Ils formaient une assemblée bien grotesque ces êtres singuliers réunis sur le bord de la mare ; les uns avaient leurs plumes tout en désordre, les autres le poil plaqué contre le corps. Tous étaient trempés, de mauvaise humeur, et fort mal à l’aise.

« Comment faire pour nous sécher ? » ce fut la première question, cela va sans dire. Au bout de quelques instants, il sembla tout naturel à Alice de causer familièrement avec ces animaux, comme si elle les connaissait depuis son berceau. Elle eut même une longue discussion avec le Lory, qui, à la fin, lui fit la mine et lui dit d’un air boudeur : « Je suis plus âgé que vous, et je dois par conséquent en savoir plus long. » Alice ne voulut pas accepter cette conclusion avant de savoir l’âge du Lory, et comme celui-ci refusa tout net de le lui dire, cela mit un terme au débat.

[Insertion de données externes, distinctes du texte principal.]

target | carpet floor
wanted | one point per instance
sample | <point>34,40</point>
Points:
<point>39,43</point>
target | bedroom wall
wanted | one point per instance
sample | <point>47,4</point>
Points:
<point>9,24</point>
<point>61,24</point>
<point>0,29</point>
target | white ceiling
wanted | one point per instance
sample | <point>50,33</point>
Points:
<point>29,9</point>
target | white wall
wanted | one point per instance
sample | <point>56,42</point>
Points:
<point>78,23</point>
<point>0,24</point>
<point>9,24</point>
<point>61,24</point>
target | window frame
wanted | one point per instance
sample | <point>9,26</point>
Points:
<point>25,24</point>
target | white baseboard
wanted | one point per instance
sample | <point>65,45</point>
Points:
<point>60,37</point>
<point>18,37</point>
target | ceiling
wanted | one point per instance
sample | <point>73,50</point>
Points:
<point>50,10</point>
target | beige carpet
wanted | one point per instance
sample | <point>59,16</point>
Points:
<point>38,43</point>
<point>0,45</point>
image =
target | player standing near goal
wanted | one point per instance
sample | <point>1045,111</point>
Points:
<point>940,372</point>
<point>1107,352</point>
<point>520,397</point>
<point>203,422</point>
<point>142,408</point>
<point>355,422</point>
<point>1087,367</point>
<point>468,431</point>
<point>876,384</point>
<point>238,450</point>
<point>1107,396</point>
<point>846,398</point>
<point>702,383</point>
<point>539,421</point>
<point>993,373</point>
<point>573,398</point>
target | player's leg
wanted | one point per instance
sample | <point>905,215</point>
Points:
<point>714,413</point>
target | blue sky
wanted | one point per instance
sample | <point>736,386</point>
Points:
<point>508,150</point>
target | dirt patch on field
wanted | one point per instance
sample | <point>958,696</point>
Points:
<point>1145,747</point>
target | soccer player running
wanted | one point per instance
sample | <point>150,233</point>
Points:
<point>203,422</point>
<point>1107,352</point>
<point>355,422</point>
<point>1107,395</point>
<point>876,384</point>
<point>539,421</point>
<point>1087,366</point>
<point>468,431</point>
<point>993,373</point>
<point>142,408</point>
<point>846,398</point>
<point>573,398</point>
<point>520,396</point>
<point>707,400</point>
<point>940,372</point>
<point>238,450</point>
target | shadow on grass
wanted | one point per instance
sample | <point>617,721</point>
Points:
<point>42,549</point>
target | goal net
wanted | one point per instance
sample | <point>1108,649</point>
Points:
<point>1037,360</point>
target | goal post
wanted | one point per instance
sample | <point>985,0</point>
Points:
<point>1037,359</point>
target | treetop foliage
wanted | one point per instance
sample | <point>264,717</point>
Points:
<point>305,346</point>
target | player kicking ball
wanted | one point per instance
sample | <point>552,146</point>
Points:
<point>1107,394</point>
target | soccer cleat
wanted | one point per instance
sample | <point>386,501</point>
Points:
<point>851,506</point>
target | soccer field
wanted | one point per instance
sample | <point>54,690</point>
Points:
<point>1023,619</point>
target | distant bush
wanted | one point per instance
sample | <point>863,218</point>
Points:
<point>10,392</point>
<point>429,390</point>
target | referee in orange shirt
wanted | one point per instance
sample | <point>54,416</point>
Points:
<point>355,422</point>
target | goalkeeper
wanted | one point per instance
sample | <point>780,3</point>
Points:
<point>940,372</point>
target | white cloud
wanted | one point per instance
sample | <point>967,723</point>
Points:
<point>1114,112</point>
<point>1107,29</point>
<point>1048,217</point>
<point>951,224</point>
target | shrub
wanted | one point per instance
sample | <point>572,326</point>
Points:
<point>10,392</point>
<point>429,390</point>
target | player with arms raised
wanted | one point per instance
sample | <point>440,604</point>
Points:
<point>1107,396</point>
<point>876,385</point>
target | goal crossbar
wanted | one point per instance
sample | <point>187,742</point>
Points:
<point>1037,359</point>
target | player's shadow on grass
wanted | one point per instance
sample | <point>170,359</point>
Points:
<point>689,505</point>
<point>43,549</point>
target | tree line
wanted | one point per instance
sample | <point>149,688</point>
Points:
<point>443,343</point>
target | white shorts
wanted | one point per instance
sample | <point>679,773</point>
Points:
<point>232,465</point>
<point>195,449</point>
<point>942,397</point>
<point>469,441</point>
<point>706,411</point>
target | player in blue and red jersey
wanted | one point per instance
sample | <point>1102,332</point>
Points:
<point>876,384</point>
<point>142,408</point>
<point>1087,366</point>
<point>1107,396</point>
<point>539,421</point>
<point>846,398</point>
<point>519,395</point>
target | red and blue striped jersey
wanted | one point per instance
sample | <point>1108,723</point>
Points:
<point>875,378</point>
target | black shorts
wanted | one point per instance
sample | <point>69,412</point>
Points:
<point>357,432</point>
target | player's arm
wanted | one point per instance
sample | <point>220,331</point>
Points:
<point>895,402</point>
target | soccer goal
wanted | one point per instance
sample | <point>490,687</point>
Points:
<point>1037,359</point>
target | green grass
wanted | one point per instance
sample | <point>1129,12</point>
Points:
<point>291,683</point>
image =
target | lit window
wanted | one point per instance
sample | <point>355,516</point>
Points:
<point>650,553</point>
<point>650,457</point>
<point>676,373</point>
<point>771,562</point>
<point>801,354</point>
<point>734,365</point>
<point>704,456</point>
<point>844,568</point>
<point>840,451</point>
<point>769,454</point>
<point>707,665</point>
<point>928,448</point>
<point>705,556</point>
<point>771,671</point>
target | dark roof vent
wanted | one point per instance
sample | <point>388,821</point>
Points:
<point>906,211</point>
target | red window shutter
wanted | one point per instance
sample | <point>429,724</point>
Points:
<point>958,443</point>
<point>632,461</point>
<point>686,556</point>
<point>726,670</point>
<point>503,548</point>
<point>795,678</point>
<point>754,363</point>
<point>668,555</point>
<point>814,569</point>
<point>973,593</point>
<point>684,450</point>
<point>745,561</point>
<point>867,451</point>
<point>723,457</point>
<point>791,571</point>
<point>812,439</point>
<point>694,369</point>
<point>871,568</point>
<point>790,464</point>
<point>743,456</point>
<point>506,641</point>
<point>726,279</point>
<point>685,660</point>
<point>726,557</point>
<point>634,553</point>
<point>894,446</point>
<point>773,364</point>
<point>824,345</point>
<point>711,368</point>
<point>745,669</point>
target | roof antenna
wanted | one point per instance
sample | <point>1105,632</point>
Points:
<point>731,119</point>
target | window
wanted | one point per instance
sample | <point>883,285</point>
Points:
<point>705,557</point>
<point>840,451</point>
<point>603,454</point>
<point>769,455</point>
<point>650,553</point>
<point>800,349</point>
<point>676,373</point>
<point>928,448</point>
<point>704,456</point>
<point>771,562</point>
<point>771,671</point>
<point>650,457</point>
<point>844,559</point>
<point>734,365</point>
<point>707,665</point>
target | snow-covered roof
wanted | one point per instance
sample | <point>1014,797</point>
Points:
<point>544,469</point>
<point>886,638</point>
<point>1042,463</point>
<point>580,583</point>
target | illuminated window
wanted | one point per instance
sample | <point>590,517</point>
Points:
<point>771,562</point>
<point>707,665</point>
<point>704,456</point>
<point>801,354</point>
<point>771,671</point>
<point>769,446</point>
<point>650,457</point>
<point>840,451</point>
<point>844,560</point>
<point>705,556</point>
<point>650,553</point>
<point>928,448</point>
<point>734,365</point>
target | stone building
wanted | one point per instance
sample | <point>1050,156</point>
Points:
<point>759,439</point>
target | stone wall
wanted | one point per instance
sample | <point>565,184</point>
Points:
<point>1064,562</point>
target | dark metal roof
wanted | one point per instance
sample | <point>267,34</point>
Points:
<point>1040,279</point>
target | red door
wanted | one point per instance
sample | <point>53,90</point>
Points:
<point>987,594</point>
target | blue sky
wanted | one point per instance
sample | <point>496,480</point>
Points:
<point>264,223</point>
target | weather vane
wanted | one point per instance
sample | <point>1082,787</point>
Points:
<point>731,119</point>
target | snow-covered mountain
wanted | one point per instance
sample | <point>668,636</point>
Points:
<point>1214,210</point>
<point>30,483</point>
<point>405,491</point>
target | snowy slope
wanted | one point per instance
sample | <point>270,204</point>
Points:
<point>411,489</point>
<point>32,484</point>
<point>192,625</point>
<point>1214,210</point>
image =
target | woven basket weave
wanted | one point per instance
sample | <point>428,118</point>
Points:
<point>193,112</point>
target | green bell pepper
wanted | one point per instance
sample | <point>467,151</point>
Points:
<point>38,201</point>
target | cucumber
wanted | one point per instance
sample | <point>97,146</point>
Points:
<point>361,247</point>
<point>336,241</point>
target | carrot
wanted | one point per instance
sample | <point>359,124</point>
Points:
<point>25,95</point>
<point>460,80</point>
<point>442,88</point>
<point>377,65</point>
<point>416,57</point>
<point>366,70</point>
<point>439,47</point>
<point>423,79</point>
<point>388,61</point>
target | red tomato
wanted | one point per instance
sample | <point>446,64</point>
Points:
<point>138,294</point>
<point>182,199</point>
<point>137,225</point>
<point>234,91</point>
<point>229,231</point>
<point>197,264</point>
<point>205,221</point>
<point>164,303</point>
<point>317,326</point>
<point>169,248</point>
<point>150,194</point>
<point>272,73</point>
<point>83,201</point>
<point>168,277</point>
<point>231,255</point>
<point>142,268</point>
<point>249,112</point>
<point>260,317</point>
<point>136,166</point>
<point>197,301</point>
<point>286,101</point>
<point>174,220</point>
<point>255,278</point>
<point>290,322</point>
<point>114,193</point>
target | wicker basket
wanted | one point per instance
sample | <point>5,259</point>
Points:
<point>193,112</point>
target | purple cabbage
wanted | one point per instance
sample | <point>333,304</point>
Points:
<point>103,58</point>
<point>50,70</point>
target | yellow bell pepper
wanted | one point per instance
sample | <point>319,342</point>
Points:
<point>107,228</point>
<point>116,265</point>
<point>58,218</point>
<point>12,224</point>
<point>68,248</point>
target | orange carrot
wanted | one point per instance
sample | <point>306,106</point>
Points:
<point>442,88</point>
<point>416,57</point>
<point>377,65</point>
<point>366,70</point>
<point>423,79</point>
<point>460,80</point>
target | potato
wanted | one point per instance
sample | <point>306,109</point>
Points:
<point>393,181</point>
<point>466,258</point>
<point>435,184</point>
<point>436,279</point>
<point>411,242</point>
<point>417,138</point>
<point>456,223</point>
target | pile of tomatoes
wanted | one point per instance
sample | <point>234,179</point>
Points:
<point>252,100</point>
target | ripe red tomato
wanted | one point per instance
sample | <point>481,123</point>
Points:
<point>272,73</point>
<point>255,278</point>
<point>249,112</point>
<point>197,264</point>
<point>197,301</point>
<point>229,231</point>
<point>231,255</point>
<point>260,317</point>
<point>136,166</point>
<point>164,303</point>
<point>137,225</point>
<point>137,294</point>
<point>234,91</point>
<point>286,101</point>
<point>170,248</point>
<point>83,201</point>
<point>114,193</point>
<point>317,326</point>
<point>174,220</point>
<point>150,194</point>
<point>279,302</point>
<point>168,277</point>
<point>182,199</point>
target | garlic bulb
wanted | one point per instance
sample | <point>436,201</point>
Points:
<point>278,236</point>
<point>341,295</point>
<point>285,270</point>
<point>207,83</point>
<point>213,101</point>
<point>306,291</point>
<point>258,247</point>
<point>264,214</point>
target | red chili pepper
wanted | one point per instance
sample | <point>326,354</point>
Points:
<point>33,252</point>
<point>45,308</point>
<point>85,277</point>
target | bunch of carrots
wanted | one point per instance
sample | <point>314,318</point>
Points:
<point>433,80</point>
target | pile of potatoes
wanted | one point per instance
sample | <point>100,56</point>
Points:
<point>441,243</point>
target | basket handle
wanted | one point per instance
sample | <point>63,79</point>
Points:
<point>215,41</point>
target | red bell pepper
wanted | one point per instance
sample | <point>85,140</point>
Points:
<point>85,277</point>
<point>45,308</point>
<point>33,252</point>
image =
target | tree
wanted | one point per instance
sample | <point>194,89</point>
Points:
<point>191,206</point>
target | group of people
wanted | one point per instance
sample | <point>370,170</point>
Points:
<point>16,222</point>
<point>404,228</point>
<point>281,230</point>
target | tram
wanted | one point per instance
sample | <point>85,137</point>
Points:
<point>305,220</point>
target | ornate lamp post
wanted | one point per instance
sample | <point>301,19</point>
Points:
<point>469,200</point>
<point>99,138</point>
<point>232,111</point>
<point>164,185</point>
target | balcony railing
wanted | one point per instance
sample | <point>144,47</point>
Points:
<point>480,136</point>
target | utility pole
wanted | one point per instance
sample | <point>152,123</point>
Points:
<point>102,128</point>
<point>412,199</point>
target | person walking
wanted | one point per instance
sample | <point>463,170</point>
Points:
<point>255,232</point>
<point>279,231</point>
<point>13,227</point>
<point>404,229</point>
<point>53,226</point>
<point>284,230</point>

Enfin la Souris, qui paraissait avoir un certain ascendant sur les autres, leur cria : « Asseyez-vous tous, et écoutez-moi ! Je vais bientôt vous faire sécher, je vous en réponds ! » Vite, tout le monde s’assit en rond autour de la Souris, sur qui Alice tenait les yeux fixés avec inquiétude, car elle se disait : « Je vais attraper un vilain rhume si je ne sèche pas bientôt. »

« Hum ! » fit la Souris d’un air d’importance ; « êtes-vous prêts ? Je ne sais rien de plus sec que ceci. Silence dans le cercle, je vous prie. « Guillaume le Conquérant, dont le pape avait embrassé le parti, soumit bientôt les Anglais, qui manquaient de chefs, et commençaient à s’accoutumer aux usurpations et aux conquêtes des étrangers. Edwin et Morcar, comtes de Mercie et de Northumbrie — » »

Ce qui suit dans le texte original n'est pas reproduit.